Thinking about the interface a bit more...

On Fri, Apr 16, 2021 at 4:59 AM Peter Zijlstra <peterz@xxxxxxxxxxxxx> wrote:
>
> On Fri, Apr 16, 2021 at 08:22:38PM +0900, Namhyung Kim wrote:
> > On Fri, Apr 16, 2021 at 7:28 PM Peter Zijlstra <peterz@xxxxxxxxxxxxx> wrote:
> > >
> > > On Fri, Apr 16, 2021 at 11:29:30AM +0200, Peter Zijlstra wrote:
> > >
> > > > > So I think we've had proposals for being able to close fds in the past;
> > > > > while preserving groups etc. We've always pushed back on that because of
> > > > > the resource limit issue. By having each counter be a filedesc we get a
> > > > > natural limit on the amount of resources you can consume. And in that
> > > > > respect, having to use 400k fds is things working as designed.
> > > > >
> > > > > Anyway, there might be a way around this..
> > >
> > > So how about we flip the whole thing sideways, instead of doing one
> > > event for multiple cgroups, do an event for multiple-cpus.
> > >
> > > Basically, allow:
> > >
> > > perf_event_open(.pid=fd, cpu=-1, .flag=PID_CGROUP);
> > >
> > > Which would have the kernel create nr_cpus events [the corrolary is that
> > > we'd probably also allow: (.pid=-1, cpu=-1) ].
> >
> > Do you mean it'd have separate perf_events per cpu internally?
> > From a cpu's perspective, there's nothing changed, right?
> > Then it will have the same performance problem as of now.
>
> Yes, but we'll not end up in ioctl() hell. The interface is sooo much
> better. The performance thing just means we need to think harder.

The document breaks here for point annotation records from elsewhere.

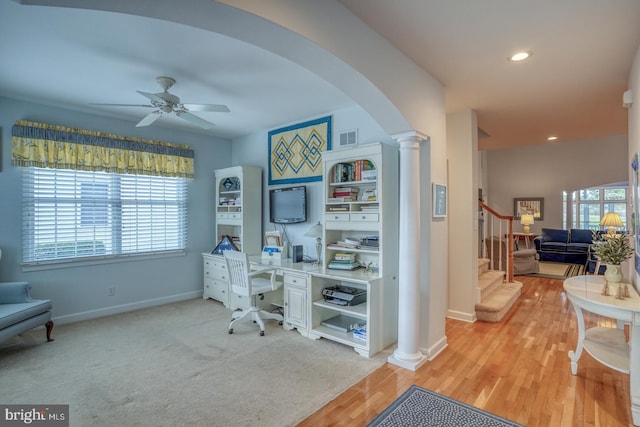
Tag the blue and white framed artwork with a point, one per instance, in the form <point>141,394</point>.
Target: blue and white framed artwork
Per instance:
<point>295,152</point>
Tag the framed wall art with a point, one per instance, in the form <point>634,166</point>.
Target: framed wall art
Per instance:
<point>528,205</point>
<point>295,152</point>
<point>439,200</point>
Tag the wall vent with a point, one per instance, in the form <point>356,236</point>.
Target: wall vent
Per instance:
<point>348,138</point>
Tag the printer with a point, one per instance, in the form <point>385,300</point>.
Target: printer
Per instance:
<point>344,295</point>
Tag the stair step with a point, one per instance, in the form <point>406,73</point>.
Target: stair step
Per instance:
<point>494,306</point>
<point>488,281</point>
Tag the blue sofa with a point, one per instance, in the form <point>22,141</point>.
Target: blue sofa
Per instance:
<point>20,313</point>
<point>568,246</point>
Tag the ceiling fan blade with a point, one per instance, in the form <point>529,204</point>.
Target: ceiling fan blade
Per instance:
<point>192,118</point>
<point>152,96</point>
<point>218,108</point>
<point>121,105</point>
<point>149,119</point>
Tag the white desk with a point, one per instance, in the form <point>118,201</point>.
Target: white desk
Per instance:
<point>608,345</point>
<point>305,307</point>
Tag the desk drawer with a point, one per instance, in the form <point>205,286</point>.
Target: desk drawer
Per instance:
<point>364,217</point>
<point>332,216</point>
<point>295,280</point>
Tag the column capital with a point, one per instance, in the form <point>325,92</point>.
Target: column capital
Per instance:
<point>410,136</point>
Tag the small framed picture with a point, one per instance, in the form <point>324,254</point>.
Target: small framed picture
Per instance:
<point>439,200</point>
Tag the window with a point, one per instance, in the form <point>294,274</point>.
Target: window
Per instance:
<point>71,214</point>
<point>590,205</point>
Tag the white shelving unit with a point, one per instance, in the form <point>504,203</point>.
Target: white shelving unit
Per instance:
<point>239,215</point>
<point>372,210</point>
<point>369,174</point>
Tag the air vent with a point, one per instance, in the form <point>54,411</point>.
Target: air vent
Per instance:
<point>349,138</point>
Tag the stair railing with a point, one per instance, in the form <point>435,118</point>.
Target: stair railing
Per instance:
<point>504,226</point>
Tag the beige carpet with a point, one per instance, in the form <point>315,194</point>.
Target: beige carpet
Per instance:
<point>176,365</point>
<point>558,270</point>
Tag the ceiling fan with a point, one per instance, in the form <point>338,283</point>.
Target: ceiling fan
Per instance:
<point>165,102</point>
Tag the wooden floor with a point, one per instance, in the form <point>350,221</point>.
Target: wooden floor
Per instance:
<point>517,368</point>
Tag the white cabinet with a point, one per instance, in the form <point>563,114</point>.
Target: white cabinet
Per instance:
<point>360,221</point>
<point>239,207</point>
<point>216,279</point>
<point>296,289</point>
<point>239,216</point>
<point>361,206</point>
<point>379,313</point>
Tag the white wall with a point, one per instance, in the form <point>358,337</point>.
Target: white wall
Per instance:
<point>462,151</point>
<point>82,292</point>
<point>548,169</point>
<point>253,150</point>
<point>634,132</point>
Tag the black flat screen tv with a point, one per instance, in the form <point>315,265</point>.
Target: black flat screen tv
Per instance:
<point>288,205</point>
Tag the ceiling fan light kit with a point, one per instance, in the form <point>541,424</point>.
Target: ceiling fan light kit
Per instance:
<point>165,102</point>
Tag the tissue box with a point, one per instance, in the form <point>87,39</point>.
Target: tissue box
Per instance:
<point>273,253</point>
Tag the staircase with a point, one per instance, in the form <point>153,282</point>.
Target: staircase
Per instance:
<point>496,295</point>
<point>497,292</point>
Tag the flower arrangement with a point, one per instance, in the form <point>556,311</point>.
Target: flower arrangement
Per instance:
<point>612,250</point>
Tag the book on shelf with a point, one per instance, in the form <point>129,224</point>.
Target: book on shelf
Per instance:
<point>337,265</point>
<point>358,170</point>
<point>344,256</point>
<point>343,245</point>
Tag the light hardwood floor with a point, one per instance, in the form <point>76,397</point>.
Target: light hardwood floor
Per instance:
<point>517,368</point>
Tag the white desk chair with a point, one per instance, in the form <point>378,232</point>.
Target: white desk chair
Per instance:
<point>245,283</point>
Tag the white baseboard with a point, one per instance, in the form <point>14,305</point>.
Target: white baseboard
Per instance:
<point>433,351</point>
<point>117,309</point>
<point>459,315</point>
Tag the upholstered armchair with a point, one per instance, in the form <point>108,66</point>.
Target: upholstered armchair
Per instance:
<point>525,261</point>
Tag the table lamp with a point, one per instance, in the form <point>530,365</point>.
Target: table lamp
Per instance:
<point>611,220</point>
<point>316,231</point>
<point>526,220</point>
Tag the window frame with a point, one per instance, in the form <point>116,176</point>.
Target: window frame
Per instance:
<point>177,221</point>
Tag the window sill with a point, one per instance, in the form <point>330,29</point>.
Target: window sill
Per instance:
<point>83,262</point>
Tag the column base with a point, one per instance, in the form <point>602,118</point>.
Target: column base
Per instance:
<point>412,363</point>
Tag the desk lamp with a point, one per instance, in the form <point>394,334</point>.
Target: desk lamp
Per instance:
<point>611,220</point>
<point>316,231</point>
<point>526,220</point>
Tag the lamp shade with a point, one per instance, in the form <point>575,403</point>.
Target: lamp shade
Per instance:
<point>314,231</point>
<point>526,219</point>
<point>611,219</point>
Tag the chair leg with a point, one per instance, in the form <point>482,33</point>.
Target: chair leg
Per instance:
<point>49,326</point>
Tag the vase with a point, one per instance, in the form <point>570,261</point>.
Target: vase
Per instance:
<point>613,273</point>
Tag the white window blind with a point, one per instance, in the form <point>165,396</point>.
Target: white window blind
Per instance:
<point>71,214</point>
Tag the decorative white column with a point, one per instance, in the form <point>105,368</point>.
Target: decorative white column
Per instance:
<point>408,354</point>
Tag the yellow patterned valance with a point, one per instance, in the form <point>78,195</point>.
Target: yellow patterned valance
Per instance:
<point>49,146</point>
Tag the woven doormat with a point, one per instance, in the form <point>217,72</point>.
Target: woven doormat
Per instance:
<point>420,407</point>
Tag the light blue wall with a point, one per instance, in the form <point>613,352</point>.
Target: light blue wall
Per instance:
<point>82,292</point>
<point>253,150</point>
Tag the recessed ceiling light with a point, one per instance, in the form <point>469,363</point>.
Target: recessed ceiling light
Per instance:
<point>520,56</point>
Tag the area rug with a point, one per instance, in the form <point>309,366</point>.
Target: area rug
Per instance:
<point>558,270</point>
<point>420,407</point>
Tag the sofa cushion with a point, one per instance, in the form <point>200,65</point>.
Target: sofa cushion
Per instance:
<point>578,247</point>
<point>553,246</point>
<point>555,235</point>
<point>11,314</point>
<point>581,236</point>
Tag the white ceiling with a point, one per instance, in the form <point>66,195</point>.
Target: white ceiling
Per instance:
<point>571,87</point>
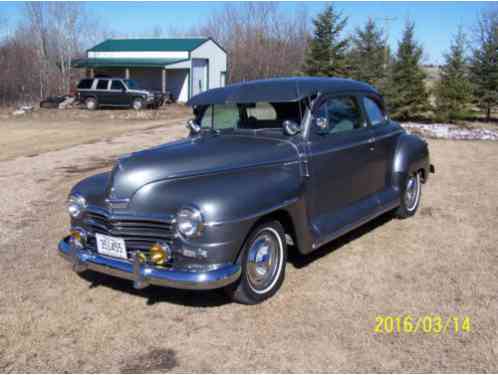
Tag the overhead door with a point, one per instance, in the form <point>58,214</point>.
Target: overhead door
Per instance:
<point>199,75</point>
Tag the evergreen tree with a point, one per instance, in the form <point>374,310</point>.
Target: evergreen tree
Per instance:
<point>484,64</point>
<point>369,54</point>
<point>327,50</point>
<point>406,95</point>
<point>453,90</point>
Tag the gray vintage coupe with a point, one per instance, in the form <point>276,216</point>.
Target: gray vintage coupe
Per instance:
<point>268,164</point>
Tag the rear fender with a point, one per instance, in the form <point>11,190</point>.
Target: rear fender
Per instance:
<point>411,155</point>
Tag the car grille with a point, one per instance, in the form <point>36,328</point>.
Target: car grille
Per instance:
<point>138,234</point>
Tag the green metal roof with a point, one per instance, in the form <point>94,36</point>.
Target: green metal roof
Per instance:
<point>123,63</point>
<point>148,45</point>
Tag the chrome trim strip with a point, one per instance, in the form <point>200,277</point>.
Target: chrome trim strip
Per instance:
<point>387,135</point>
<point>253,216</point>
<point>352,226</point>
<point>143,275</point>
<point>166,218</point>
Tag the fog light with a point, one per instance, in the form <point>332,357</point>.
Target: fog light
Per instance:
<point>77,237</point>
<point>160,253</point>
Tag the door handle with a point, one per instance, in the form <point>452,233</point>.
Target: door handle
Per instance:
<point>371,142</point>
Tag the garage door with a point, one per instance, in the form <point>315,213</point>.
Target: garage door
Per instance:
<point>199,75</point>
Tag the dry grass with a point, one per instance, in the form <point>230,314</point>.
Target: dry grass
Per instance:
<point>442,261</point>
<point>64,128</point>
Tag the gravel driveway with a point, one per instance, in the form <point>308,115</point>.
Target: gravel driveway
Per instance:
<point>443,261</point>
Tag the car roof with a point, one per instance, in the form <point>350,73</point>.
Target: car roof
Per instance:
<point>278,90</point>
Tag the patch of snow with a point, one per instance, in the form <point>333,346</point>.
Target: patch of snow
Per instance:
<point>449,131</point>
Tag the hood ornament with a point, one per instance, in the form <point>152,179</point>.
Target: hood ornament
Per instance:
<point>115,203</point>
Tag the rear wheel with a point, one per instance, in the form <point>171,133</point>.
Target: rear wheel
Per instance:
<point>91,104</point>
<point>137,104</point>
<point>264,257</point>
<point>410,196</point>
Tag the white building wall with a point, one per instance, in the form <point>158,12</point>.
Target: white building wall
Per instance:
<point>177,81</point>
<point>217,61</point>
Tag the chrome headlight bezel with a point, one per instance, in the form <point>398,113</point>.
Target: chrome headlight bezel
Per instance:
<point>76,205</point>
<point>189,222</point>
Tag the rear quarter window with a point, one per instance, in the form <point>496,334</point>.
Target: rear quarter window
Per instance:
<point>102,84</point>
<point>85,84</point>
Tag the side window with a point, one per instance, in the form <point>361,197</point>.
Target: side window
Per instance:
<point>102,84</point>
<point>117,85</point>
<point>262,111</point>
<point>222,116</point>
<point>374,112</point>
<point>85,84</point>
<point>207,118</point>
<point>343,114</point>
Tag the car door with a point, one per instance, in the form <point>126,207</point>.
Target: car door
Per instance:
<point>385,134</point>
<point>102,91</point>
<point>117,94</point>
<point>339,160</point>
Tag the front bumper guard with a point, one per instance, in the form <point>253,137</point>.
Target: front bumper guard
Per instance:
<point>143,274</point>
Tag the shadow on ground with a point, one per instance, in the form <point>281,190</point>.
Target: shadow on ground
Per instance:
<point>154,294</point>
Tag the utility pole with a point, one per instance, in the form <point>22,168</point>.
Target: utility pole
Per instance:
<point>386,20</point>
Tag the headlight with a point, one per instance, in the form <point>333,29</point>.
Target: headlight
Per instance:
<point>76,204</point>
<point>189,222</point>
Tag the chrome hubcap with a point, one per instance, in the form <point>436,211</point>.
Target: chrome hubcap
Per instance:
<point>264,261</point>
<point>412,192</point>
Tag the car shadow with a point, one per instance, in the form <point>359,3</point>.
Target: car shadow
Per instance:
<point>154,294</point>
<point>299,260</point>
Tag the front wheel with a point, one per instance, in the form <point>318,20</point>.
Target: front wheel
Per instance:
<point>410,196</point>
<point>263,259</point>
<point>91,104</point>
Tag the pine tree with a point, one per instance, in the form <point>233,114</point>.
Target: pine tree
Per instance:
<point>453,90</point>
<point>369,54</point>
<point>407,96</point>
<point>327,50</point>
<point>484,63</point>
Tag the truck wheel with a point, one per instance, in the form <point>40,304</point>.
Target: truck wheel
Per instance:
<point>263,260</point>
<point>91,104</point>
<point>138,104</point>
<point>410,196</point>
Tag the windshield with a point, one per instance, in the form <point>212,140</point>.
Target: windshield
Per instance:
<point>261,115</point>
<point>132,85</point>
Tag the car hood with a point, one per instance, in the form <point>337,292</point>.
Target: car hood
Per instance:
<point>196,156</point>
<point>139,92</point>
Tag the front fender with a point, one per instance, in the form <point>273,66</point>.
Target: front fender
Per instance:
<point>230,202</point>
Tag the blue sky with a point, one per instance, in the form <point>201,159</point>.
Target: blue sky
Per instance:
<point>436,22</point>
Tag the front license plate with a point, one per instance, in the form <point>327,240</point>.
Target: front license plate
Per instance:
<point>111,246</point>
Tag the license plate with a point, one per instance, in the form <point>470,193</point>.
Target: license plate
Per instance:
<point>111,246</point>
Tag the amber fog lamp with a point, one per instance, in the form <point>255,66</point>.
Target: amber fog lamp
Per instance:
<point>159,253</point>
<point>76,205</point>
<point>77,237</point>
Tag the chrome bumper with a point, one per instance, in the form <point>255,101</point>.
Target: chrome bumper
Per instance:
<point>144,275</point>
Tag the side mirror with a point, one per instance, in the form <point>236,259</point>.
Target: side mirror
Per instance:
<point>193,126</point>
<point>291,127</point>
<point>322,125</point>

So I'd like to have vector support for cgroups but it could be
extended later. So open with a flag that it'd accept a vector

fd = perf_event_open(.pid=-1, .cpu=N, .flag=VECTOR);

Then it'd still need an additional interface (probably ioctl) to
set (or append) the vector.

ioctl(fd, ADD_VECTOR, { .type = VEC_CGROUP, .nr = N, ... });

Maybe we also need to add FORMAT_VECTOR and use read(v)
or friends to read the contents for each entry. It'd be nice
if it can have a vector-specific info like cgroup-id in this case.

What do you think?

Thanks,
Namhyung